ABSTRACT

With a few notable exceptions, mainstream criminology has shown no real sustained interest in the cultural meanings of images. According to Mariana Valverde (2006), in a recent book on images, law, and order, this reluctance to engage with the visual has much to do with the primacy of nineteenth-century enlightenment thinking within fields such as criminology and jurisprudence. Traditional social science, she claims, has only trusted ‘hard facts’, while image analyses have been largely dismissed as lacking objective value. Even social constructionist or critical approaches within criminology have privileged face-toface interaction or discourse analysis as their primary methods for gathering data.
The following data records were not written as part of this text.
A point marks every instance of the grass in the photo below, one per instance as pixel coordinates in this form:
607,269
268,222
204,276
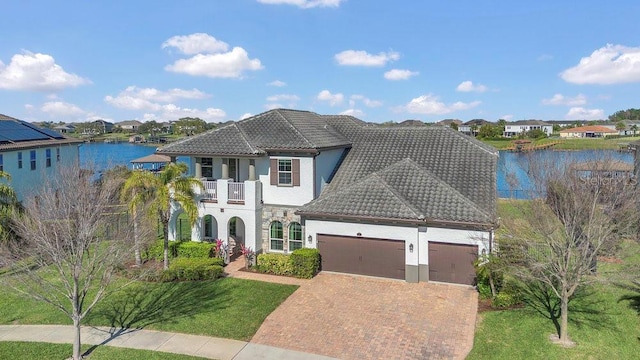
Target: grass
18,350
571,144
604,325
227,308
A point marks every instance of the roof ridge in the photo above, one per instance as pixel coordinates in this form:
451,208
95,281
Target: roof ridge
278,111
440,181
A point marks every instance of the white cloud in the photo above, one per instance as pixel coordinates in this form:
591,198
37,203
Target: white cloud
60,108
36,72
469,86
399,74
230,64
611,64
353,112
431,105
559,99
135,98
580,113
196,44
365,100
363,58
305,4
283,97
332,99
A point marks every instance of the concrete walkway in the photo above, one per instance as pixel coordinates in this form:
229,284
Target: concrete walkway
195,345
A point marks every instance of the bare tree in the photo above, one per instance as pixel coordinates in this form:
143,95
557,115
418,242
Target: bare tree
73,239
582,208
However, a change is clearly under way, as various cultural criminologists have begun undertaking what Prosser (2003) calls image-based research (e.g. Carney, 2004; Young, 2005, 2007; Valverde, 2006; Ferrell et al., 2008). In a recent issue of the journal Crime, Media, Culture, the editors argue that ‘the visual constitutes perhaps the central medium through which the meanings and emotions of crime are captured and conveyed to audiences. Indeed, we would suggest that it is the visual that increasingly shapes our engagement with, and understanding of, key issues of crime, control and order’ (Greer et al., 2007: 5). This is clearly the case. We can no longer afford to neglect the force of the image, whether in relation to our specific understanding of crime and punishment, or more generally in terms of the way the visual media shape our perceptions and influence the way we construct and present our identities.